Automated identification of copy-move forgery using Hessian and patch feature extraction techniques


AYDIN Y.

Journal of Forensic Sciences, vol.69, no.1, pp.131-138, 2024 (SCI-Expanded) identifier identifier

  • Publication Type: Article / Article
  • Volume: 69 Issue: 1
  • Publication Date: 2024
  • Doi Number: 10.1111/1556-4029.15415
  • Journal Name: Journal of Forensic Sciences
  • Journal Indexes: Science Citation Index Expanded (SCI-EXPANDED), Scopus, Academic Search Premier, Periodicals Index Online, Aerospace Database, Analytical Abstracts, BIOSIS, CAB Abstracts, Communication Abstracts, Criminal Justice Abstracts, EBSCO Legal Source, Metadex, Veterinary Science Database, DIALNET, Civil Engineering Abstracts
  • Page Numbers: pp.131-138
  • Keywords: copy-move forgery, forgery detection, Hessian, image authentication, image forensics, keypoint, patch
  • Erzincan Binali Yildirim University Affiliated: Yes

Abstract

Copy-move forgeries are a conceptual sort of image retouching that involves duplicating a portion of an image and moving it to a different position within the original image, whether by modifying the duplicated part or just moving it altogether.

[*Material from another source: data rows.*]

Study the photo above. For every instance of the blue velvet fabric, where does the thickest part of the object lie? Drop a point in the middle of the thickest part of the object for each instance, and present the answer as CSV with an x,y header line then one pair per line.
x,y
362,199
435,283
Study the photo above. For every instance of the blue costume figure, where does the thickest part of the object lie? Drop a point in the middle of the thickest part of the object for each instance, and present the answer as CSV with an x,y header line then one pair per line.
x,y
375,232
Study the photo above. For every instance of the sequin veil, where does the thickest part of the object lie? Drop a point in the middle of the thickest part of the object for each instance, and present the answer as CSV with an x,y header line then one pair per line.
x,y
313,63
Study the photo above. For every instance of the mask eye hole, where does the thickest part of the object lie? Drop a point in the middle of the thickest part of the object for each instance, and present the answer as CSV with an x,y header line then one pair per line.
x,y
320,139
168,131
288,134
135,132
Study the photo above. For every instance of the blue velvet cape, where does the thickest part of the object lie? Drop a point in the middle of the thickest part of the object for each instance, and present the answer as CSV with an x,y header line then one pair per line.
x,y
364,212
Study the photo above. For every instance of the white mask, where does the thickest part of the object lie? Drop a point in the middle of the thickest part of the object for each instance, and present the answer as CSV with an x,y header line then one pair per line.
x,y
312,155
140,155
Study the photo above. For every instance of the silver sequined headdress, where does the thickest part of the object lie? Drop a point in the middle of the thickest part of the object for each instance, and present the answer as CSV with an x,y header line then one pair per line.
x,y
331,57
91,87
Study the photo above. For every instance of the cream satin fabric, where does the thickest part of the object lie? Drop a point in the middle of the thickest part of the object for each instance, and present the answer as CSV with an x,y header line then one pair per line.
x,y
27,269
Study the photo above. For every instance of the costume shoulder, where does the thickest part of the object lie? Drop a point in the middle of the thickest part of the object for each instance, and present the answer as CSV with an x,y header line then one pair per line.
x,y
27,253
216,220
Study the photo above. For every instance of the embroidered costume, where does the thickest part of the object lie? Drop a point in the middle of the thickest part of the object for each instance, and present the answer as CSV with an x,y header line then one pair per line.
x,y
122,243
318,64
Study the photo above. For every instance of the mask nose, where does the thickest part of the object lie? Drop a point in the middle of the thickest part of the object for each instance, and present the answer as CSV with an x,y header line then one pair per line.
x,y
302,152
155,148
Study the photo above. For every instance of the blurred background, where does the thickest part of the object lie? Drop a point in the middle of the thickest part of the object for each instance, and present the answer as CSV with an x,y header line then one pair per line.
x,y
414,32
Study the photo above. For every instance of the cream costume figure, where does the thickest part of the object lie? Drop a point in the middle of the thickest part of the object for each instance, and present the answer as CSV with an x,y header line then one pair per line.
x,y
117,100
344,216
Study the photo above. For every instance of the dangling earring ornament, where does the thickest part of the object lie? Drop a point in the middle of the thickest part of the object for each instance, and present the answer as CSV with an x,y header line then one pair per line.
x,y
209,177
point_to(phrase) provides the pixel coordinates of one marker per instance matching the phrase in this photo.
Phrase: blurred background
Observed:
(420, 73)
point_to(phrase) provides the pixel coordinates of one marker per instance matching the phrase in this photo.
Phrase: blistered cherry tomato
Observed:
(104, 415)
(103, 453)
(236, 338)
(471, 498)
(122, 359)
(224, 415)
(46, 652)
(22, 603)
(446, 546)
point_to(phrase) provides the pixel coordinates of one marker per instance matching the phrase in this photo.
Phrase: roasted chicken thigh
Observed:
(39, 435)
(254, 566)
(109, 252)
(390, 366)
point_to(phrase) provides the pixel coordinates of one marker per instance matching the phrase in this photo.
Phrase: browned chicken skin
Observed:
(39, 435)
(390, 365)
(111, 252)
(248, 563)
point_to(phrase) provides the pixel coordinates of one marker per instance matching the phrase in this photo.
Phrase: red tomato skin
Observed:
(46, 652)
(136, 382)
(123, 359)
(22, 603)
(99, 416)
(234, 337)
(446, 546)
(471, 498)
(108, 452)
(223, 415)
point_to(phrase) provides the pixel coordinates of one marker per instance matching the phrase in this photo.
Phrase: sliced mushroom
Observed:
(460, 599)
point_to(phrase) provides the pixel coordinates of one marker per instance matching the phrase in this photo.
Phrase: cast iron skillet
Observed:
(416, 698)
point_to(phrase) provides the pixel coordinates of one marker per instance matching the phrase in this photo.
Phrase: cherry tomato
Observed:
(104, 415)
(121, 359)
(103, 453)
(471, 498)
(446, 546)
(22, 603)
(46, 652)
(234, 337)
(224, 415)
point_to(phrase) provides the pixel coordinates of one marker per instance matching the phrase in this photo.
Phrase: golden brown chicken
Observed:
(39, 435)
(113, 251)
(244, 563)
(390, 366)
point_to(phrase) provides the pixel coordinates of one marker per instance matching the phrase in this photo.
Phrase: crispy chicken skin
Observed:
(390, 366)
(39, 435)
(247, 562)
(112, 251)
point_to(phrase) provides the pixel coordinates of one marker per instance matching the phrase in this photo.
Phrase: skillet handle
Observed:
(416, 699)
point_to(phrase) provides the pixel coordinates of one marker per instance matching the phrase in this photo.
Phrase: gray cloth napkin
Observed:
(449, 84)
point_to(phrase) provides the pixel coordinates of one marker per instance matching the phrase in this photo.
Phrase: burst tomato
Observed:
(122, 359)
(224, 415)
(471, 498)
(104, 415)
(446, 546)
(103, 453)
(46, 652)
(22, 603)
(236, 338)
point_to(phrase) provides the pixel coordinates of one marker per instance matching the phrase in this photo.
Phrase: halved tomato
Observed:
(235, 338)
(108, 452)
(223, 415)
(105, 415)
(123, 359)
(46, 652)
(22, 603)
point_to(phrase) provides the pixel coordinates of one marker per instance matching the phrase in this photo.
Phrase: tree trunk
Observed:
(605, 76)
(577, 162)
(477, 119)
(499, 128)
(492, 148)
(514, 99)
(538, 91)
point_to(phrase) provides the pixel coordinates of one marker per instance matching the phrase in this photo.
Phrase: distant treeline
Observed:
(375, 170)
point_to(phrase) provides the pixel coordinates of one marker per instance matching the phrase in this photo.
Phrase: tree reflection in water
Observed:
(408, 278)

To identify cloned portions that have been reproduced into the same digitized image, the suggested hybrid features in this article combine using the Hessian and Raw patch features on gray-level images. Using a suggested model that combines patch features built on key points detected by the Hessian detector on gray-level image, localization of duplicated and pasted portions of the manipulated image were found. After using the combined features in the matching step, the parallelism condition was applied together with the random sample consensus method to eliminate mismatches. Two databases, GRIP and the image manipulation dataset (IMD), were used for the detection and characterization, and the empirical findings show that the approach was successful in achieving an F1 score 100% for the GRIP database. Additionally, with the IMD database, it produced a 92.13% F1 score. The proposed method was also shown to be effective by obtaining high F1 scores in images where noise, JPEG compression, and scaling attacks were applied to make forgery detection difficult.